Dunque, cinquecento le pagine, firmate dai giudici della prima sezione penale del tribunale di Messina (Maria Pina Scolaro, Massimiliano Micali e la presidente Silvana Grasso), in cui si motiva punto per punto la condanna nei confronti del parlamentare uscente – e di altri 19 imputati, tra i quali il cognato Franco Rinaldi (due anni e sei mesi) – per i reati di associazione a delinquere, riciclaggio, frode fiscale, truffa e tentata estorsione (quest’ultima ai danni dell’ex dirigente regionale Ludovico Albert). Motivazioni che sono occasione, per i giudici messinesi, di un’attenta disamina del sistema della formazione professionale, non senza una bacchettata, ribadita più volte, al sistema di controlli della Regione, definiti “assolutamente inadeguati”.
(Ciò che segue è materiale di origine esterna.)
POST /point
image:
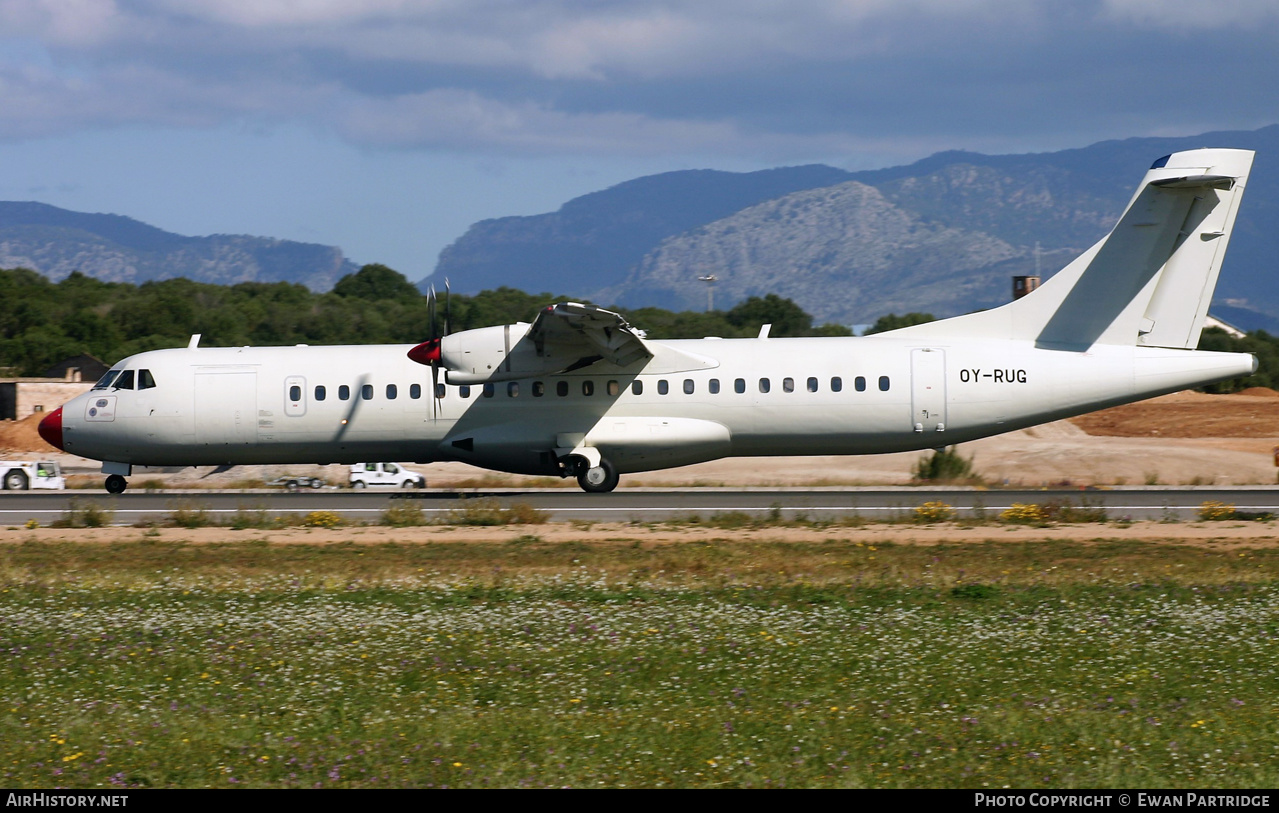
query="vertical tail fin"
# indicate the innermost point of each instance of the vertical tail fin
(1150, 280)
L’nchiesta ha portato a due processi, ma quello per il quale si sono pronunciati – “Corsi d’oro 2” – è in sostanza il secondo capitolo di “Corsi d’oro 1”, perché “la maggior parte delle fattispecie delittuose in contestazione sottendono una matrice comune”. Un unico scopo, la sottrazione di denaro pubblico, 43 milioni di euro, attraverso “un meccanismo criminale nel quale l’ente di formazione (e in particolare l’Aram e la Lumen) depauperato della nobile funzione che in teoria ne avrebbe dovuto guidare l’azione (ossia consentire, in una realtà economicamente depressa quale quella siciliana, ai giovani disoccupati di acquisire professionalità da spendere nel mondo del lavoro) è divenuto il canale per garantire l’arricchimento di pochi”.
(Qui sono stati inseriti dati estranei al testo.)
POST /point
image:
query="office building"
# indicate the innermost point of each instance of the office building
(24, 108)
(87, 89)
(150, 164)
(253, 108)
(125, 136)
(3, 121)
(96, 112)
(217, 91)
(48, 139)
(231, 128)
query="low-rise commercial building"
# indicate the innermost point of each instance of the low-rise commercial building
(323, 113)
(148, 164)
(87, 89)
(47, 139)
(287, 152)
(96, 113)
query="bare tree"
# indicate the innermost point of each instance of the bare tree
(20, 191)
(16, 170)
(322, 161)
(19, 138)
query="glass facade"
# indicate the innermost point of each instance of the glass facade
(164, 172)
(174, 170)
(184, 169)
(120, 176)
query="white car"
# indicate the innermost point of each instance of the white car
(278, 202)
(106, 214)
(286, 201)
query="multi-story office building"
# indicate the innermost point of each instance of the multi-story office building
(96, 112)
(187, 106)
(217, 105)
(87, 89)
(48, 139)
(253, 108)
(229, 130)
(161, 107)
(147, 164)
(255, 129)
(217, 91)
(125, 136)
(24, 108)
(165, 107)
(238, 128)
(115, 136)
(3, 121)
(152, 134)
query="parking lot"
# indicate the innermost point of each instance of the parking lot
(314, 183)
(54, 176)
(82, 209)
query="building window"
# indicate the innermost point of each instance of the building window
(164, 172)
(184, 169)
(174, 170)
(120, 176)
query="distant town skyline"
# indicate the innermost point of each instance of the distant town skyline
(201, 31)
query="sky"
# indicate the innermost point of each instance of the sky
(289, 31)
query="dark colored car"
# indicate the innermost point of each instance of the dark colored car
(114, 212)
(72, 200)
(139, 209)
“Le ragioni di ciò appaiono fin troppo evidenti – si continua a leggere – Non è il desiderio di offrire una speranza di occupazione alle migliaia di giovani disoccupati che, di regola privi di un personale bagaglio formativo, hanno intravisto nei corsi di formazione una concreta possibilità di riscatto, non è il perseguimento di alcun fine nobile. L’ente di formazione è, per un verso, un imponente bacino cui attingere consenso elettorale (ciò vale all’evidenza per l’imputato Genovese) e, per altro verso, solo lo strumento per appropriarsi di denaro pubblico”.
E poi, le pressioni a Federico Albert, all’epoca dirigente generale della Formazione professionale. Per questo, Genovese è stato infatti condannato in primo grado anche per tentata estorsione. “Di fronte alle sue resistenze di assecondare la richiesta di intervenire sulla graduatoria in favore della Training Service – si legge nella ricostruzione dei magistrati – Genovese gli disse: ‘ti dovremo attaccare a 360 gradi’”. Parole che hanno trovato pieno riscontro nelle dichiarazioni rese dall’imputato Salvatore La Macchia”, che ha “confermato integralmente”.
Nelle 500 pagine appena depositate c’è anche un passaggio su repubblica. E lo stesso Repubblica, nelle pagine palermitane, a ricostruire l’accaduto, un’intercettazione. A parlare sono Franco Rinaldi e la moglie Elena Schirò, poco dopo le prime notizie riguardo all’inchiesta sulla Formazione che avevano riguardato Schirò, che per questo decise di dimettersi. È il 12 dicembre del 2012, Rinaldi si rivolge così alla moglie: “Senti, siccome ho quelli di Repubblica…mi rompono i coglioni…”. E lei risponde: “Allora, Franco, dici che io mi sono dimessa da legale rappresentante”.